The persecution he faced in Jerusalem appears to be at the hands of Jewish Christians, rather than Jewish non-Christians. And yet the persecution appears to be similar. It is instigated by non-Christian Jews from Asia, and carried out by Christian Jews from Jerusalem. The issue is his preaching to the Gentiles without requiring them virtually to become Jews. Even though the Jewish church leadership, i.e., James and the elders, did support Paul’s mission to the Gentiles, the rank and file Jewish Christian did not. Even from the earliest time, Christians could be angry with and attack other Christians. Such behavior should have been unacceptable, but in the minds of the perpetrators was not.

In Musée des Beaux Arts
W. H. Auden

About suffering they were never wrong,
The Old masters; how well, they understood
Its human position; how it takes place
While someone else is eating or opening a window or just walking
dully along….
They never forgot
That even the dreadful martyrdom must run its course
Anyhow in a corner, some untidy spot
Where the dogs go on with their doggy life and the torturer’s horse
Scratches its innocent behind on a tree.

Tuesday, January 23, 2007

Overcoming Human Nature: Acts 20 with a poem by Rosemary Dobson, Eutychus

Daily Readings
Psalm 25, Genesis 22, Isaiah 22, Acts 20

Daily Text: Acts 20

Paul Goes to Macedonia and Greece
After the uproar had ceased, Paul sent for the disciples; and after encouraging them and saying farewell, he left for Macedonia. When he had gone through those regions and had given the believers much encouragement, he came to Greece, where he stayed for three months. He was about to set sail for Syria when a plot was made against him by the Jews, and so he decided to return through Macedonia. He was accompanied by Sopater son of Pyrrhus from Beroea, by Aristarchus and Secundus from Thessalonica, by Gaius from Derbe, and by Timothy, as well as by Tychicus and Trophimus from Asia. They went ahead and were waiting for us in Troas; but we sailed from Philippi after the days of Unleavened Bread, and in five days we joined them in Troas, where we stayed for seven days.

Paul’s Farewell Visit to Troas
On the first day of the week, when we met to break bread, Paul was holding a discussion with them; since he intended to leave the next day, he continued speaking until midnight. There were many lamps in the room upstairs where we were meeting. A young man named Eutychus, who was sitting in the window, began to sink off into a deep sleep while Paul talked still longer. Overcome by sleep, he fell to the ground three floors below and was picked up dead. But Paul went down, and bending over him took him in his arms, and said, ‘Do not be alarmed, for his life is in him.’ Then Paul went upstairs, and after he had broken bread and eaten, he continued to converse with them until dawn; then he left. Meanwhile they had taken the boy away alive and were not a little comforted.

The Voyage from Troas to Miletus
We went ahead to the ship and set sail for Assos, intending to take Paul on board there; for he had made this arrangement, intending to go by land himself.
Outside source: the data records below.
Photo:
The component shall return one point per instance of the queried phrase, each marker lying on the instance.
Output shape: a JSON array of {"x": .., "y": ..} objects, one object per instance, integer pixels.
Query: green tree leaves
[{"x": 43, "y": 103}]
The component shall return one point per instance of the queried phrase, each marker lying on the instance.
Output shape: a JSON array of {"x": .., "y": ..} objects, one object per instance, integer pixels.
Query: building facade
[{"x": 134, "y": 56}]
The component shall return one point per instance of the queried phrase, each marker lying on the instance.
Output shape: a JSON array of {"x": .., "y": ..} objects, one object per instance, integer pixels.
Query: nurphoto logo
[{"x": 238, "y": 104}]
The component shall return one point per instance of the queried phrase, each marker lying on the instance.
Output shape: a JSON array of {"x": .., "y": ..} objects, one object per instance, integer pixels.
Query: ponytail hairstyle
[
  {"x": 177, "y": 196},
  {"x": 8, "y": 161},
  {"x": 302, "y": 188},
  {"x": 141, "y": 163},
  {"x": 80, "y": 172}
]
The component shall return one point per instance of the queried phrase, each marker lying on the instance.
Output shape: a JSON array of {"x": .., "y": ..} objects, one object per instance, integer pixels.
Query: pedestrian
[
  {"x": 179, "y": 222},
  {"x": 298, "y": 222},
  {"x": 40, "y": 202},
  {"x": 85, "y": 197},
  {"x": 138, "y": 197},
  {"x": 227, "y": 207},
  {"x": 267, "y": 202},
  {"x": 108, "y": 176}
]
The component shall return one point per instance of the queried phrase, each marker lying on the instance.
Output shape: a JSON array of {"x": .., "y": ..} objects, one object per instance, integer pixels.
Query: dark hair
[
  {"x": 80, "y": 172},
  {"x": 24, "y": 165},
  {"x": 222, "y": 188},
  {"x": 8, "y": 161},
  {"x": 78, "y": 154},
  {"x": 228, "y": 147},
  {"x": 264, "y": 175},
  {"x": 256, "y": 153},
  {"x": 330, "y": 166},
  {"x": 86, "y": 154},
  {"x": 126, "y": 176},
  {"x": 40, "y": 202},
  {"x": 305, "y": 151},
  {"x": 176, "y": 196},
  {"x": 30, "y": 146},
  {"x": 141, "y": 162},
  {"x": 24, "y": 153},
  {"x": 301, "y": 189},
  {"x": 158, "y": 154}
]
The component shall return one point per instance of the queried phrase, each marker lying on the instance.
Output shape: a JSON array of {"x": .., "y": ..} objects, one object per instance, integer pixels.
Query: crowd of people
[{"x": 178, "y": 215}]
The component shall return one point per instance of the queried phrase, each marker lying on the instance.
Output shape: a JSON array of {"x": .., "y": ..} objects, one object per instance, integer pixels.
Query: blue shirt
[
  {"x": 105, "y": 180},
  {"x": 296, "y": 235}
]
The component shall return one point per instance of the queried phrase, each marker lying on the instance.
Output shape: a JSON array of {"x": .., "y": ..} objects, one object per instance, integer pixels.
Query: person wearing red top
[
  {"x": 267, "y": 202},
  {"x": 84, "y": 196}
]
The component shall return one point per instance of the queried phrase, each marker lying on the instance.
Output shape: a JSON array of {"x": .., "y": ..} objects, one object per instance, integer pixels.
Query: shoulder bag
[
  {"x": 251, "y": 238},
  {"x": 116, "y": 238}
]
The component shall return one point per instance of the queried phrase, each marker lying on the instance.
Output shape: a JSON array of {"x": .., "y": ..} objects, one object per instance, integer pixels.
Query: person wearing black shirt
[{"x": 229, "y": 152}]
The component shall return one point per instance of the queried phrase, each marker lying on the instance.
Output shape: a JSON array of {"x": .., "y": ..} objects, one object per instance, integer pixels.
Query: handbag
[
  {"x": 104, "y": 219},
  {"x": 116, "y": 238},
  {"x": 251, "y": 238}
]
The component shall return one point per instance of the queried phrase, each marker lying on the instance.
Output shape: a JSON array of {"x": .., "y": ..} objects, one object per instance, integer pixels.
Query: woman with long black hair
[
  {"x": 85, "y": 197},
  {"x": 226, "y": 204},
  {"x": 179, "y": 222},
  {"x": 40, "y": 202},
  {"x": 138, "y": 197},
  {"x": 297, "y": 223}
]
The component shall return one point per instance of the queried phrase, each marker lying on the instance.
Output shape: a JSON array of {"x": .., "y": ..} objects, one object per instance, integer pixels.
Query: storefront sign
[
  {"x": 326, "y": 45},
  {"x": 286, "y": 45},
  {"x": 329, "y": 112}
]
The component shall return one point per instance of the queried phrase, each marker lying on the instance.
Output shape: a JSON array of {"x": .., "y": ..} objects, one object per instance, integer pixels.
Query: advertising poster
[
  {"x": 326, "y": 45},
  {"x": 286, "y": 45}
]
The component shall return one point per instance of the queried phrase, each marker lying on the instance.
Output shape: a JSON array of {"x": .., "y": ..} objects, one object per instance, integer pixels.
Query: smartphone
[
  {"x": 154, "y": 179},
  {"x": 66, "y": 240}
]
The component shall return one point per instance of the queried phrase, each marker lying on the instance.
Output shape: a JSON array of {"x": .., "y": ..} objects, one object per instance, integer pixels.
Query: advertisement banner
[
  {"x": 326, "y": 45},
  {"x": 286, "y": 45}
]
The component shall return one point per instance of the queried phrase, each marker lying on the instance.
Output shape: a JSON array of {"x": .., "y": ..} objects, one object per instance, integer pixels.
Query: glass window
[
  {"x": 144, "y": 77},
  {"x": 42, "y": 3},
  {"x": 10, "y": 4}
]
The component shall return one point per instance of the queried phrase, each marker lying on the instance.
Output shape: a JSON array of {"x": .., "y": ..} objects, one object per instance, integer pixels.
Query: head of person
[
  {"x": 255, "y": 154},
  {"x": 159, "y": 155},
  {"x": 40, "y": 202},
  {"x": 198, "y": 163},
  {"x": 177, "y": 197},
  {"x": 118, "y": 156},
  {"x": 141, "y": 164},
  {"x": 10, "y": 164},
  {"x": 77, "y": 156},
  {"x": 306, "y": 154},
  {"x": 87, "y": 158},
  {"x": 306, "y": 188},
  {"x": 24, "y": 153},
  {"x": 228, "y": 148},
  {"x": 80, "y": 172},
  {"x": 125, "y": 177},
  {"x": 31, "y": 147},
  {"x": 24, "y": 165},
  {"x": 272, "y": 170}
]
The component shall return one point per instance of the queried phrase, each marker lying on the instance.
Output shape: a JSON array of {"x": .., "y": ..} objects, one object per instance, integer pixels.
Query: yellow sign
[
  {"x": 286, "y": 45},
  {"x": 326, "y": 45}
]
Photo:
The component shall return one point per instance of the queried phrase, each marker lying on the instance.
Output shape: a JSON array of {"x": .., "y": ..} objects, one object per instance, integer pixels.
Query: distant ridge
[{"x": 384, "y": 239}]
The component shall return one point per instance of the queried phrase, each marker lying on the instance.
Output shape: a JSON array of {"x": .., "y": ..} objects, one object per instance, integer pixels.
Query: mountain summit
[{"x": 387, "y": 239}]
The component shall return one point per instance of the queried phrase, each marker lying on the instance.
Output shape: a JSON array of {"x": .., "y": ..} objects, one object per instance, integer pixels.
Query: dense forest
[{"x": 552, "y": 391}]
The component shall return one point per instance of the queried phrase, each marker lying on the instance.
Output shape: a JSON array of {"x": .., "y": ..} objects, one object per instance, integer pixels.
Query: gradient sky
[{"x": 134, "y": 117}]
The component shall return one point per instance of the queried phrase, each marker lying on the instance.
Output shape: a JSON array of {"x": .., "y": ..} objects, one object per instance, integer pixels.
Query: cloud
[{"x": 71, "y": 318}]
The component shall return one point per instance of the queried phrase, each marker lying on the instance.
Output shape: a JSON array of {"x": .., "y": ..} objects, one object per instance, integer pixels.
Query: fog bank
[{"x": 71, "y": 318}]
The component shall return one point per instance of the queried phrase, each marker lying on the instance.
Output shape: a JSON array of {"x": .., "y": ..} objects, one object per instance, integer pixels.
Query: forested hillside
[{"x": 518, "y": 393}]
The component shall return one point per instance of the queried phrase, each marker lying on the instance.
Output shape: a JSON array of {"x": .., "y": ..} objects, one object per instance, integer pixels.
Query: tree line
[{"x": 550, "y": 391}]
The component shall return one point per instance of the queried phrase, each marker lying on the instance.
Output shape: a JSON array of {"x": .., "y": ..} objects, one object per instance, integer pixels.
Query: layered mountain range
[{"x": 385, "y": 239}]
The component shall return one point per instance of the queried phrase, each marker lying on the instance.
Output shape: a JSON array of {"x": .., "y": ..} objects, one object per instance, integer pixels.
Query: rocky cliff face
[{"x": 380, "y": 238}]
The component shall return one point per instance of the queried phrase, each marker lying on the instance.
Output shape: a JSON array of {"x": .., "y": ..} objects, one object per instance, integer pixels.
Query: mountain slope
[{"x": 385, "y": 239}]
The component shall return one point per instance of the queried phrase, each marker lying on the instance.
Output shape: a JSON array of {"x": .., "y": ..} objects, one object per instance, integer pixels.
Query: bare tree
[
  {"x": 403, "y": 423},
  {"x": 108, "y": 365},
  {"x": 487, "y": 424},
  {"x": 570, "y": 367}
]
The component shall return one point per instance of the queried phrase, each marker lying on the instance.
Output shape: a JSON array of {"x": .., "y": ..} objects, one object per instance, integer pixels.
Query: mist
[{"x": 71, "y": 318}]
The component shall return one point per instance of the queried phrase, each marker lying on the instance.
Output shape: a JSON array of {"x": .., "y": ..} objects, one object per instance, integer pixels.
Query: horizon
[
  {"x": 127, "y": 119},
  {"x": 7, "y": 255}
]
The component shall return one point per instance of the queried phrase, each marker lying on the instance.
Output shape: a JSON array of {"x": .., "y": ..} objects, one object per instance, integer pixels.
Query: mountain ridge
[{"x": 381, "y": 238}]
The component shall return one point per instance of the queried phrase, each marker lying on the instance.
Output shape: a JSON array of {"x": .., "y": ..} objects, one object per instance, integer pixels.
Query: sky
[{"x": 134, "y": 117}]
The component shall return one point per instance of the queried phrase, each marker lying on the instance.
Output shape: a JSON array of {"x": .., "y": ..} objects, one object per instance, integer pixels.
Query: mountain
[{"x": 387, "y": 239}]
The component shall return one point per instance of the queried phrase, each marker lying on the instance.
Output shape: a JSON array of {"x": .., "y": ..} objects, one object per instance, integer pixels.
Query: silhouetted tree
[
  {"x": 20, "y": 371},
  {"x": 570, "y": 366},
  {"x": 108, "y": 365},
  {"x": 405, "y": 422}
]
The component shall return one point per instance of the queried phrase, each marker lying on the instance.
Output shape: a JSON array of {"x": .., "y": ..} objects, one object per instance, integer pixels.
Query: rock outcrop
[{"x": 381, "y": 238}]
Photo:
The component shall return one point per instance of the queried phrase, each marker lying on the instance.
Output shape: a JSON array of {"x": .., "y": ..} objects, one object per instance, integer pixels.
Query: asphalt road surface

When he met us in Assos, we took him on board and went to Mitylene. We sailed from there, and on the following day we arrived opposite Chios. The next day we touched at Samos, and the day after that we came to Miletus. For Paul had decided to sail past Ephesus, so that he might not have to spend time in Asia; he was eager to be in Jerusalem, if possible, on the day of Pentecost.

Paul Speaks to the Ephesian Elders
From Miletus he sent a message to Ephesus, asking the elders of the church to meet him. When they came to him, he said to them:
‘You yourselves know how I lived among you the entire time from the first day that I set foot in Asia, serving the Lord with all humility and with tears, enduring the trials that came to me through the plots of the Jews. I did not shrink from doing anything helpful, proclaiming the message to you and teaching you publicly and from house to house, as I testified to both Jews and Greeks about repentance towards God and faith towards our Lord Jesus. And now, as a captive to the Spirit, I am on my way to Jerusalem, not knowing what will happen to me there, except that the Holy Spirit testifies to me in every city that imprisonment and persecutions are waiting for me. But I do not count my life of any value to myself, if only I may finish my course and the ministry that I received from the Lord Jesus, to testify to the good news of God’s grace.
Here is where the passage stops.